Monday, Jul. 27, 1942
Jesuit Editor
The Jesuit weekly America, most influential Catholic publication in the U.S., last week called one of the most brilliant minds among U.S. Catholics to be its executive editor. He is the Rev. John LaFarge, S.J.
House of Artists. Tall, stooped, soft-spoken Father LaFarge is the Jesuit member of the famed artistic and literary LaFarge family. Painter John was his father. Architect Christopher Grant his brother, Novelist Oliver (Laughing Boy) his nephew. Father LaFarge decided to enter the priesthood after graduating from Harvard in 1901, went to Canisianum, the cosmopolitan Innsbruck seminary, now closed by Hitler, whose graduates Father LaFarge calls "the great bulwark against Naziism throughout eastern Europe."
Following his ordination in 1905, Father LaFarge became that rarity among Jesuits: a man admitted to the order as a priest, instead of first having to undergo the customary 14-year Jesuit training before being ordained.
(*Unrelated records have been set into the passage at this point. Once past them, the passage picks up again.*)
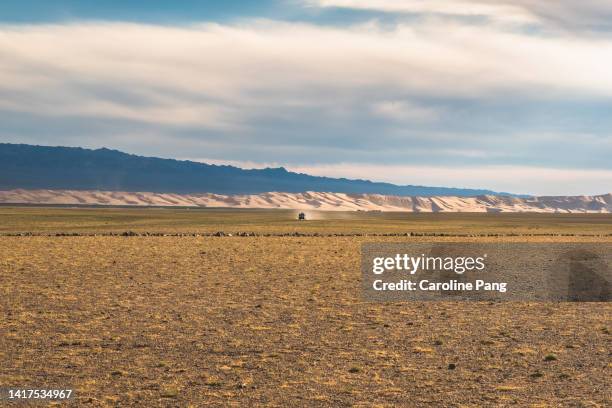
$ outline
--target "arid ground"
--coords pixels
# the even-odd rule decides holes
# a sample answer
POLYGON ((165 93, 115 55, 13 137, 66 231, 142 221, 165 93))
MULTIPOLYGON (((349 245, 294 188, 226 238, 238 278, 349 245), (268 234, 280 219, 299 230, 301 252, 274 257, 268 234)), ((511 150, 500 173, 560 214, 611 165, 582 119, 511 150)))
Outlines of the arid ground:
POLYGON ((612 242, 612 216, 294 217, 0 208, 0 386, 92 407, 610 406, 610 303, 368 303, 359 263, 363 242, 612 242))

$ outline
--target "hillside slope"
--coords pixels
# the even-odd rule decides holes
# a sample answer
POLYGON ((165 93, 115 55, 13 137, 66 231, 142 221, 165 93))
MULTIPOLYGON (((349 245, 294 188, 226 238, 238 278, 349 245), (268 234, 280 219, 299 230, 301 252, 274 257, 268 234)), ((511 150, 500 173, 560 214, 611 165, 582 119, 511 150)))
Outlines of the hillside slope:
MULTIPOLYGON (((335 191, 401 196, 477 196, 489 190, 397 186, 367 180, 316 177, 284 168, 245 170, 192 161, 159 159, 116 150, 0 143, 0 190, 151 191, 189 194, 258 194, 335 191)), ((502 193, 503 194, 503 193, 502 193)))

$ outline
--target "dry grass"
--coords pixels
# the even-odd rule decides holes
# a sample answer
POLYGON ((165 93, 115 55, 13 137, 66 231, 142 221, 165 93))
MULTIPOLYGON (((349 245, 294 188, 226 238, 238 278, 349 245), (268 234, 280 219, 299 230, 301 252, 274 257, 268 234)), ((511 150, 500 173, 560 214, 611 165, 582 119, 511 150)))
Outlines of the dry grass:
POLYGON ((22 232, 257 232, 607 234, 611 214, 307 213, 293 210, 0 206, 0 234, 22 232))
POLYGON ((0 383, 78 406, 609 401, 609 304, 366 303, 371 240, 0 237, 0 383))

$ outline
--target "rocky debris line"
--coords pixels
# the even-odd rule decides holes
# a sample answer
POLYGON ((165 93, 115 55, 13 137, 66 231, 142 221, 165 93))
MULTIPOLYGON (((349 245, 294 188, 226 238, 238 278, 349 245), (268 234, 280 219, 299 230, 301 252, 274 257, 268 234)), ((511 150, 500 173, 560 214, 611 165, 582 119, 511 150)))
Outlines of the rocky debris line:
POLYGON ((3 237, 612 237, 607 234, 571 234, 571 233, 482 233, 455 234, 446 232, 389 232, 389 233, 321 233, 321 232, 17 232, 0 234, 3 237))

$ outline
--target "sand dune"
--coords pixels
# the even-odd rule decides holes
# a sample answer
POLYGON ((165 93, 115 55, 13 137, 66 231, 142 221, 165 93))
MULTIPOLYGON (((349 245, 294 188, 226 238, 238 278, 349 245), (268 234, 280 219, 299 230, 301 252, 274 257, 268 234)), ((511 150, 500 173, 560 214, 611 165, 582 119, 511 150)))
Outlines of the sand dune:
POLYGON ((398 197, 379 194, 325 192, 220 195, 210 193, 9 190, 0 191, 0 204, 286 208, 325 211, 611 213, 612 194, 517 198, 491 195, 478 197, 398 197))

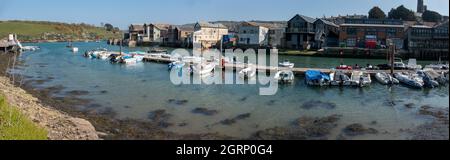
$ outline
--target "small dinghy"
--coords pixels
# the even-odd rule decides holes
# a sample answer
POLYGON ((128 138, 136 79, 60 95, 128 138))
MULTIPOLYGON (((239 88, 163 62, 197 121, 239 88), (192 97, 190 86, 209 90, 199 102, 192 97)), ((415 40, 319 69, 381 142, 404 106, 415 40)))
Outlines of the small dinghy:
POLYGON ((330 73, 330 85, 332 86, 343 86, 349 80, 350 77, 342 71, 330 73))
POLYGON ((278 71, 275 76, 275 80, 279 83, 292 83, 294 82, 294 72, 292 71, 278 71))
POLYGON ((239 72, 239 77, 243 79, 250 79, 256 76, 256 69, 253 67, 244 68, 239 72))
POLYGON ((396 78, 392 77, 390 74, 387 74, 385 72, 375 74, 375 78, 377 79, 378 82, 384 85, 400 83, 396 78))
POLYGON ((394 77, 407 86, 422 89, 424 86, 423 79, 417 74, 395 73, 394 77))
POLYGON ((216 65, 214 63, 203 63, 199 65, 192 66, 192 72, 198 75, 210 74, 214 71, 216 65))
POLYGON ((330 85, 330 75, 316 70, 308 70, 305 73, 306 84, 310 86, 328 86, 330 85))
POLYGON ((294 68, 294 63, 289 62, 289 60, 284 60, 284 62, 279 63, 281 67, 294 68))

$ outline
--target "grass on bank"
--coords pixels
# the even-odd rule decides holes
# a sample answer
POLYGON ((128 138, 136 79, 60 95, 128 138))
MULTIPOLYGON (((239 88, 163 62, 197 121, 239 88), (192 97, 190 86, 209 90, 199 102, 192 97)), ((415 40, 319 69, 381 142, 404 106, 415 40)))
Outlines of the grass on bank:
MULTIPOLYGON (((6 38, 8 34, 16 33, 19 40, 43 40, 44 33, 51 33, 53 36, 61 35, 66 37, 81 38, 82 34, 98 36, 101 39, 117 38, 121 33, 107 31, 102 27, 87 24, 68 24, 44 21, 0 21, 0 39, 6 38)), ((47 37, 53 40, 55 37, 47 37)))
POLYGON ((0 95, 0 140, 46 140, 47 131, 26 118, 0 95))

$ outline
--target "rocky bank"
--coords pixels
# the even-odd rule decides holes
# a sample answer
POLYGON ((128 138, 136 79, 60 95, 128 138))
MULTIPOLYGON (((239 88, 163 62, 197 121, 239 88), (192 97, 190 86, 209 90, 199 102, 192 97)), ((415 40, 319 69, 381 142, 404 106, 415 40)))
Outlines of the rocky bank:
POLYGON ((43 105, 36 97, 12 85, 9 79, 3 76, 0 76, 0 94, 5 96, 11 106, 19 108, 30 120, 47 129, 50 140, 99 139, 97 131, 89 121, 43 105))

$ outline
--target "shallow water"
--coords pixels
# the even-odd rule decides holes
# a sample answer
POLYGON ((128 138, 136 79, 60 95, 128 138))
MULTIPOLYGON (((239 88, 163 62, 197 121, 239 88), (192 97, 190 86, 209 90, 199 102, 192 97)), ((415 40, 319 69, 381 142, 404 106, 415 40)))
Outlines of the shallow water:
MULTIPOLYGON (((379 134, 358 136, 355 139, 403 139, 405 135, 399 132, 400 129, 412 128, 429 121, 417 115, 417 108, 422 105, 442 108, 449 106, 448 87, 415 90, 402 85, 388 87, 374 82, 363 89, 317 88, 306 86, 300 76, 296 77, 294 84, 280 86, 276 95, 260 96, 258 85, 173 85, 166 64, 140 63, 126 66, 82 56, 86 50, 100 46, 118 50, 117 46, 74 43, 80 52, 71 53, 65 47, 66 43, 27 45, 38 45, 42 49, 23 53, 21 59, 25 64, 15 72, 24 74, 28 80, 44 80, 34 83, 34 87, 63 85, 65 88, 55 96, 64 96, 74 90, 88 91, 79 96, 92 99, 94 105, 91 106, 98 107, 97 109, 112 108, 117 112, 118 118, 148 120, 149 112, 164 109, 173 115, 169 122, 174 124, 166 130, 177 133, 218 132, 246 138, 258 130, 288 126, 301 116, 340 114, 343 117, 329 136, 330 139, 336 139, 342 128, 352 123, 361 123, 380 131, 379 134), (310 101, 329 102, 335 107, 302 107, 310 101), (414 103, 414 108, 406 108, 405 104, 408 103, 414 103), (194 114, 192 110, 195 108, 217 110, 218 114, 194 114), (220 124, 222 120, 244 113, 250 113, 250 117, 232 125, 220 124), (372 124, 374 121, 376 124, 372 124)), ((320 68, 332 68, 340 63, 365 65, 384 62, 295 56, 281 56, 279 59, 289 59, 300 67, 320 68)), ((232 75, 230 72, 225 74, 232 75)))

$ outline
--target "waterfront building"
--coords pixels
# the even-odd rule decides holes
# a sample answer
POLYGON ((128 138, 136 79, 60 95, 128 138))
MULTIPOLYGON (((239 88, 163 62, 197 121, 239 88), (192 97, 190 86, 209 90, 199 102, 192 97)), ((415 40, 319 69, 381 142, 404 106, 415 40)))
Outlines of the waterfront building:
POLYGON ((315 21, 314 18, 299 14, 291 18, 285 32, 285 48, 310 49, 315 35, 315 21))
POLYGON ((325 19, 317 19, 314 22, 315 49, 324 47, 337 47, 339 44, 339 26, 325 19))
POLYGON ((255 22, 242 22, 239 25, 238 44, 242 46, 267 46, 269 43, 269 28, 255 22))
POLYGON ((194 33, 194 27, 177 27, 178 41, 182 47, 189 47, 192 45, 192 34, 194 33))
POLYGON ((393 19, 345 19, 339 25, 341 47, 385 48, 392 41, 397 48, 403 48, 405 25, 393 19))
POLYGON ((406 31, 406 49, 409 56, 420 59, 448 59, 448 21, 433 27, 418 24, 406 31))
POLYGON ((279 27, 269 28, 269 45, 268 47, 281 48, 284 43, 284 33, 286 29, 279 27))
POLYGON ((228 34, 228 28, 220 23, 197 22, 194 26, 193 43, 202 48, 217 46, 223 35, 228 34))
POLYGON ((143 41, 146 33, 145 26, 145 24, 131 24, 128 27, 128 35, 125 37, 128 41, 143 41))
POLYGON ((167 29, 167 41, 168 44, 174 45, 179 42, 179 30, 177 27, 170 25, 167 29))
Like many another Jesuit, he is affable, witty, looks younger than his 62 years. He has been at Campion House, headquarters of America, since 1926.
House of Writers. Campion House, in upper Manhattan, is the only Jesuit "House of Writers" in the U.S. Houses of Writers are small but select communities to which Jesuit priests who have special talent as writers are assigned, to produce such literature as the time and country seem to require. Besides America, the Jesuit fathers at Campion House publish three other magazines, many a book and pamphlet.
Under Father LaFarge's editorial guidance, America will continue much as before, but may stress his own special interests a trifle more. Even for a Jesuit, these are remarkably varied. Two of them, rural life and the Negro, grew out of a pastorate in Maryland, where he was sent for his health.
A polylinguist who reads Russian, Slovenian, Bulgarian, Polish, Czech and Slovak with equal facility, Father LaFarge is a U.S. authority on things Slavic. As befits a LaFarge, he helped to found and is now chaplain of the Liturgical Arts Society, the liaison body between Catholic craftsmen and their church. He also acts as religious adviser to a successful soap opera: General Mills' Bible-based Light of the World.